Елизаветинский период нашей литературы был, по сути, периодом, в течение которого мы получили больше всего от итальянской нации.

Изучение итальянского языка шло рука об руку с изучением греческого и латыни, так что все три вместе способствовали формированию английского вкуса. Между нами и античным миром стоял гений Италии как интерпретатор. И эта связь не прерывалась вплоть до глубокого правления Карла II. Чем Мильтон был обязан Италии, ясно не только из его итальянских сонетов, но и из частого упоминания Данте и Петрарки в его прозаических произведениях, из его аллюзий на Боярдо и Ариосто в «Потерянном рае» и из намеков, которые он, вероятно, почерпнул у Пульчи, Тассо и Андреини. Действительно, во всех его произведениях было бы легко проследить непрерывную нить итальянского влияния в деталях.
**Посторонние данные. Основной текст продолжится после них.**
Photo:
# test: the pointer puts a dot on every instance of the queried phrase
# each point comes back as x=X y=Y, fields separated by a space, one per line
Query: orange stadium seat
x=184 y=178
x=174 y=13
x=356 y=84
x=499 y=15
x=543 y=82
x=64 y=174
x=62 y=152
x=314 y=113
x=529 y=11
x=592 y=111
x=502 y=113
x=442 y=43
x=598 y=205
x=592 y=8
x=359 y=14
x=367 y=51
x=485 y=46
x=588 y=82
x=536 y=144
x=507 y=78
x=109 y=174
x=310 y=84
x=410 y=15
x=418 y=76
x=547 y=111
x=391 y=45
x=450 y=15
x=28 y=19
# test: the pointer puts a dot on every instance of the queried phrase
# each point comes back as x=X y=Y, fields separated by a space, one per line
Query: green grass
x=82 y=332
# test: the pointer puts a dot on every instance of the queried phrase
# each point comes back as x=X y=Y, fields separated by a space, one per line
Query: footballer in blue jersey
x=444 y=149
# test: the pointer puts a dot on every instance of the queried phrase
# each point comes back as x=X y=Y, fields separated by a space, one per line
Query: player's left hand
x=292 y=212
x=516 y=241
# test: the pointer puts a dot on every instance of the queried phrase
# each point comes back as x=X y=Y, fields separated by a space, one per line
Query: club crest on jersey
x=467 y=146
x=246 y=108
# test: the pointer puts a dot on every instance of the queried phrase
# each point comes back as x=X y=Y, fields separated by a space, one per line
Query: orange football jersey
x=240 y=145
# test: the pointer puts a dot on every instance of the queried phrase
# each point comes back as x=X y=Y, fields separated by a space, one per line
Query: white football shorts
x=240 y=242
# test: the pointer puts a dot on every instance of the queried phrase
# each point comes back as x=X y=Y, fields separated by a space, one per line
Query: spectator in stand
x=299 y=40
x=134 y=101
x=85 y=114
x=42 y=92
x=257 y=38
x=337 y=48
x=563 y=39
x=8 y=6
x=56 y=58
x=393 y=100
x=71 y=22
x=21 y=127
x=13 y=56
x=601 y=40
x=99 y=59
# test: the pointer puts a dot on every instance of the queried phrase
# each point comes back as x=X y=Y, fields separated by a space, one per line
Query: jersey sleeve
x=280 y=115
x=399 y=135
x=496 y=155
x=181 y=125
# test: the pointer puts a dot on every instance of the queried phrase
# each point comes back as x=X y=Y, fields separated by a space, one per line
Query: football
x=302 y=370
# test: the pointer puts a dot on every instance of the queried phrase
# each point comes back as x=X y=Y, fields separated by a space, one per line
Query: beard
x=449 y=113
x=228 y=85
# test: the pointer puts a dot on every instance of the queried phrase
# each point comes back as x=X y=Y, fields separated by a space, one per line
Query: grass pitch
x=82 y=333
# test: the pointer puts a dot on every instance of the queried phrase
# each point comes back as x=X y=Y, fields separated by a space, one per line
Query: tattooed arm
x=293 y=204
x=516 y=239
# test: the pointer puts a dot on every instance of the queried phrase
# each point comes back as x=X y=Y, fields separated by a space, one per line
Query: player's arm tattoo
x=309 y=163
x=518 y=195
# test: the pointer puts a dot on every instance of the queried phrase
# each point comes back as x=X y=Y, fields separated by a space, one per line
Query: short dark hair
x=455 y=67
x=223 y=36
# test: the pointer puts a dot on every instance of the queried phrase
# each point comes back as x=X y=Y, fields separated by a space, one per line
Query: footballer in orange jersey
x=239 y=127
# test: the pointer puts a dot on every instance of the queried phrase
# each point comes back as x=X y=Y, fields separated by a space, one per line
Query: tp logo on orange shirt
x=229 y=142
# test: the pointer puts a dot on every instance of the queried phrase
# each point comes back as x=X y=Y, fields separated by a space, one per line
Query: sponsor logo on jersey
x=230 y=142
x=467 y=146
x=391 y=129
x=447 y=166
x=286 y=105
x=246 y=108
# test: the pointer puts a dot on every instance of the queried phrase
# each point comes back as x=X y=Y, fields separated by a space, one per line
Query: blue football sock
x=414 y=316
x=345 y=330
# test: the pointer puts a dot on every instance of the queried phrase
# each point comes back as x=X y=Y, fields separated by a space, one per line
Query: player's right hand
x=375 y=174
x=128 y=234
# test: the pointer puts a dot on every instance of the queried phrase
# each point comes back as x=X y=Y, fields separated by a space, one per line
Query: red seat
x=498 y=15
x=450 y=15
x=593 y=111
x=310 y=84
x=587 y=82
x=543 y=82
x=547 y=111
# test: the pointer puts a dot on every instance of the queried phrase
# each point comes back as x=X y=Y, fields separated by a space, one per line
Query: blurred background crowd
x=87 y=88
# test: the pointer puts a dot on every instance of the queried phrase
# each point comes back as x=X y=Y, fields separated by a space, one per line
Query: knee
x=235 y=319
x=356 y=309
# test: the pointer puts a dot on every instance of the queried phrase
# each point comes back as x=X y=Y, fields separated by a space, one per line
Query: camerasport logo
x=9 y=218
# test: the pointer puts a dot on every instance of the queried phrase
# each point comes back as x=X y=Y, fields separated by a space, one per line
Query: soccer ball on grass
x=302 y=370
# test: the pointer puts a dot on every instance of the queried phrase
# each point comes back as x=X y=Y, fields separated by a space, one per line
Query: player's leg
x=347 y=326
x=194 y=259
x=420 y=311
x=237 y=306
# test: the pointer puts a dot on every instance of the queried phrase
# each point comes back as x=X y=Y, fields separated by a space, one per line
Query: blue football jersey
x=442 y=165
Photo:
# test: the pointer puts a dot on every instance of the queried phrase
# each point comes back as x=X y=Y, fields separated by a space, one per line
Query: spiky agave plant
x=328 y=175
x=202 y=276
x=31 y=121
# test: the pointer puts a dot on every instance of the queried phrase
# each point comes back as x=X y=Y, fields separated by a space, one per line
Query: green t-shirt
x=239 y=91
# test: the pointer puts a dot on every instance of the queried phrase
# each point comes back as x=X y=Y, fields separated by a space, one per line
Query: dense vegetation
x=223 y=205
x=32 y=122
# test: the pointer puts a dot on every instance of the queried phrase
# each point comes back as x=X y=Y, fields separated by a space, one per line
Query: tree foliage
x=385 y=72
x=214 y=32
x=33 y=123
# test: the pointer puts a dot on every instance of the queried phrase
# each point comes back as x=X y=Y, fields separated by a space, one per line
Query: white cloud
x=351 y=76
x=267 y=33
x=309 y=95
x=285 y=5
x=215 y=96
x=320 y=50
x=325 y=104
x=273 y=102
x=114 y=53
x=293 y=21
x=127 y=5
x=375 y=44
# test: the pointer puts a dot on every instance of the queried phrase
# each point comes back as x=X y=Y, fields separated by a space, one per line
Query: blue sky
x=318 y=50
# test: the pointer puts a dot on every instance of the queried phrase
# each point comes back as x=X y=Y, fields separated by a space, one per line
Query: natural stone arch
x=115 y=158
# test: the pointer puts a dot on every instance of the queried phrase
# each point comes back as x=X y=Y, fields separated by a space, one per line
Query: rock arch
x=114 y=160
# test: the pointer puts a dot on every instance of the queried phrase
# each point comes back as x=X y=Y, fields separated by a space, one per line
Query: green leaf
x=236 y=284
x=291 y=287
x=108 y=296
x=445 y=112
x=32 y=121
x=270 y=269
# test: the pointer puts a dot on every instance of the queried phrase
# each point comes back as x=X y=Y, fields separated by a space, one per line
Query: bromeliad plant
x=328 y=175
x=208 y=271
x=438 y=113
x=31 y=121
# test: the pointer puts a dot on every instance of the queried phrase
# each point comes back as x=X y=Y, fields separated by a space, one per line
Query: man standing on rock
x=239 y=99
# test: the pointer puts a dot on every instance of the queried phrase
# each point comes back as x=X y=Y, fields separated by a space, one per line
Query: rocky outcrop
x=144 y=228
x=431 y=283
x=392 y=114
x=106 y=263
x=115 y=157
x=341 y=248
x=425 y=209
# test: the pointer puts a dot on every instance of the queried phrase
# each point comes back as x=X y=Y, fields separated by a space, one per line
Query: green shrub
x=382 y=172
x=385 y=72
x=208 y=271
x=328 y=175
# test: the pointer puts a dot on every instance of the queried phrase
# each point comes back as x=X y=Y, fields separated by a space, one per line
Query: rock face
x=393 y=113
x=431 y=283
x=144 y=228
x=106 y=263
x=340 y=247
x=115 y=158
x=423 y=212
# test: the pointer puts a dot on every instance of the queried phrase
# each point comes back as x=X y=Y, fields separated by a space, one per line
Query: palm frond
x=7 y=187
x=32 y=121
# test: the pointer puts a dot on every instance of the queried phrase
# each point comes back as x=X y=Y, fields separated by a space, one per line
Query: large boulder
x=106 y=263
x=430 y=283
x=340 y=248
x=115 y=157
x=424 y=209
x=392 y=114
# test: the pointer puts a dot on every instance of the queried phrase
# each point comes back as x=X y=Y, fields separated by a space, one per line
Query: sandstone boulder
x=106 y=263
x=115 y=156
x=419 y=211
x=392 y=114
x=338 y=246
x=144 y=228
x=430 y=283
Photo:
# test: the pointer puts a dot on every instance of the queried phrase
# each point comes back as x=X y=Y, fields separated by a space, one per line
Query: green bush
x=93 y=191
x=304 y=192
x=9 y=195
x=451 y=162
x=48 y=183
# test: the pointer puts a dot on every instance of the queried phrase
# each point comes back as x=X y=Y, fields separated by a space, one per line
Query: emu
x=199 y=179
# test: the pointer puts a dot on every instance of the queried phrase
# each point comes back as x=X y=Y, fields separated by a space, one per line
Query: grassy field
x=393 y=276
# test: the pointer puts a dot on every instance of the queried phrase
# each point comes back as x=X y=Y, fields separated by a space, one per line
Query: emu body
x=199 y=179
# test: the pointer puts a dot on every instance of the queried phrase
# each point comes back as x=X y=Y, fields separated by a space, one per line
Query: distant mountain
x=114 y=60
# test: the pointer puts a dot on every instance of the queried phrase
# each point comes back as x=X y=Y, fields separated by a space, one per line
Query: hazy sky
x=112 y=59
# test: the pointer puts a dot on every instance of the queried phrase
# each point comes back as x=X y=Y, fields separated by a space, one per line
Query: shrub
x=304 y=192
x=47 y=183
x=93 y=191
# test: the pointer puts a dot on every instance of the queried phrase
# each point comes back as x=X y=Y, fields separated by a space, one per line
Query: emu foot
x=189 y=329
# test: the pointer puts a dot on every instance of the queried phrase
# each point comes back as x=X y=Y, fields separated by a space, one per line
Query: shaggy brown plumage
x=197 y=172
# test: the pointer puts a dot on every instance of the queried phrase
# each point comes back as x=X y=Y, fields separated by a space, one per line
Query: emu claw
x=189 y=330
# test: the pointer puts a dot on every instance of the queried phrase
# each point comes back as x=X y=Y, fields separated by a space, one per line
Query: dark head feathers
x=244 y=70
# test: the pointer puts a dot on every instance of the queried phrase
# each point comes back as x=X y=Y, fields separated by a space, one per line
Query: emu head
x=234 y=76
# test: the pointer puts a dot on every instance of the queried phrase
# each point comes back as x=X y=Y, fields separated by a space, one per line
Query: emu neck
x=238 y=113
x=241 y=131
Но, более того, поэтический вкус Мильтона в целом, по-видимому, был сформирован и созрел благодаря знакомству с гармониями итальянского языка. В своем «Трактате об образовании», адресованном мистеру Хартлибу, он рекомендует, чтобы мальчиков обучали итальянскому произношению гласных звуков, чтобы придать звучность и достоинство элокуции. Это небольшое указание дает нам ключ к методу мелодичной структуры, используемому Мильтоном в его белом стихе. Те, кто внимательно изучал гармонии «Потерянного рая», знают, насколько важны ассонансы гласных звуков «о» и «а» в его самых музыкальных отрывках. Именно такого внимания к плавным и звучным повторениям открытых гласных мы должны ожидать от поэта, который предлагал уподобить свою дикцию дикции итальянцев.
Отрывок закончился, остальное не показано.